听到谢璟这般说,卢宛勉力对他笑了笑,然后握住谢璟的小手。
这会子时辰确是不早了,便是不顾及自己,也应该想到,如今她腹中还有两个孩子。
这样想着,卢宛按捺下心中万千翻涌着的思绪,命忧心忡忡站在一旁的女使去准备,自己去用早膳……

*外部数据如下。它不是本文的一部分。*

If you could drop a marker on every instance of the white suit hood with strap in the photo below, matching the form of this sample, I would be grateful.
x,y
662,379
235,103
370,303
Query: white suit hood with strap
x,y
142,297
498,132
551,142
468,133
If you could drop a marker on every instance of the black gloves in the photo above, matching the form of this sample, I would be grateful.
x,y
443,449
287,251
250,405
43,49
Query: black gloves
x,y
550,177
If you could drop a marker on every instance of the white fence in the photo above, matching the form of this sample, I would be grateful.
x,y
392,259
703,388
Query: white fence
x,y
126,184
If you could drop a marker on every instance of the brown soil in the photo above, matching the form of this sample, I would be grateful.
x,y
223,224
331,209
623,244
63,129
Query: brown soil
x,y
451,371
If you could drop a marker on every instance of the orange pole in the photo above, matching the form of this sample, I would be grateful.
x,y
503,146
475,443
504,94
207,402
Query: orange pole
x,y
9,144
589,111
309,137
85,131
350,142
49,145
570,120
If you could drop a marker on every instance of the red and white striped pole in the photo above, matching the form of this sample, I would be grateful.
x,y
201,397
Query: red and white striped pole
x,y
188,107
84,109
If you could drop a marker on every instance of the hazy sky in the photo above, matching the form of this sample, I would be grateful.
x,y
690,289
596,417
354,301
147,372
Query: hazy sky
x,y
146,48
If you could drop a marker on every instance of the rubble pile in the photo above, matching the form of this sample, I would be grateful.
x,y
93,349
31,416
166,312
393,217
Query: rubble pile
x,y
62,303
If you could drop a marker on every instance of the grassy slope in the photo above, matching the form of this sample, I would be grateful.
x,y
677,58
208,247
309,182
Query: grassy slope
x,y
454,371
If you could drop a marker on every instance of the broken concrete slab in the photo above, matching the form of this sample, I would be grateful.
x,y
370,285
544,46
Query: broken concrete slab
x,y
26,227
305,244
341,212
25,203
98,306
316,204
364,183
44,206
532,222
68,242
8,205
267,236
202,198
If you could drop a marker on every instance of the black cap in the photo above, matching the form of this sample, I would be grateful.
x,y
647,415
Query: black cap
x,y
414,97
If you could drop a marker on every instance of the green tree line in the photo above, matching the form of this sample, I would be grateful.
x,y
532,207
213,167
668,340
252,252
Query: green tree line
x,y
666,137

夜幕降临,暮色四合,冬日里的天总是黑得早些,玉衡院掌起了灯,处处灯火透明。
在银盆中用温热的水拧了厚实柔软的帕子,卢宛用手中打湿了的帕子为床榻上的谢行之擦拭着面容。
其实,这些事,都可以交给下面的人去做。
但,卢宛心中,不知为何,这些时日以来,却总是有些思绪纷乱,不知所起。
仿佛唯有在做这些让她的注意略微集中,不曾那般纷乱分散的事的时候,卢宛才能平静下来许多。
忙碌起来,总比坐在那里,心中烦闷要好。
虽然,卢宛心里,还是不可避免有些山雨欲来风满楼的不好的预感,心绪总是甚为惴惴与迷惘。
她总觉得,谢行之此次遇刺之事,没有那般简单。
不仅是谢家,整个京城乃至寅朝,都笼罩在一种风暴即将降临的低沉之中。
垂下眼帘,将手中帕子放回到银盆里,卢宛抬首,吩咐女使将这些都撤下去。
坐在一旁月牙凳上的谢璟,手中拿着一册书卷,却并不曾在看。
此时此刻,觉察到母亲做完这一切,目光落在自己身上,谢璟走过去,靠进卢宛怀中。
望了一眼床榻上静静躺着的父亲,想到郎中所说的话,谢璟睁大潋滟澄澈的眼眸,两行眼泪忽然落了下来。
卢宛垂首,亲了亲怀中谢璟的面颊,虽然这些时日以来,心中总被莫名的惊忧烦扰所笼罩,但却握着谢璟的手指,温声对他道:“小璟,你爹爹定会无事的。”
听到卢宛这般说,虽然谢璟也很想相信母亲的这句话,但……
但,复又看向躺在床榻上的父亲,想到父亲已经这样昏睡了五六日,虽然郎中说,父亲已经暂时没了太严重的生命危险,但父亲一日未醒,他便日复一日更加担心着,郎中口中的那个“暂时”。
轻轻吸了下鼻子,谢璟小小的心里尽是难过与惶恐,但最终,却还是点了下头。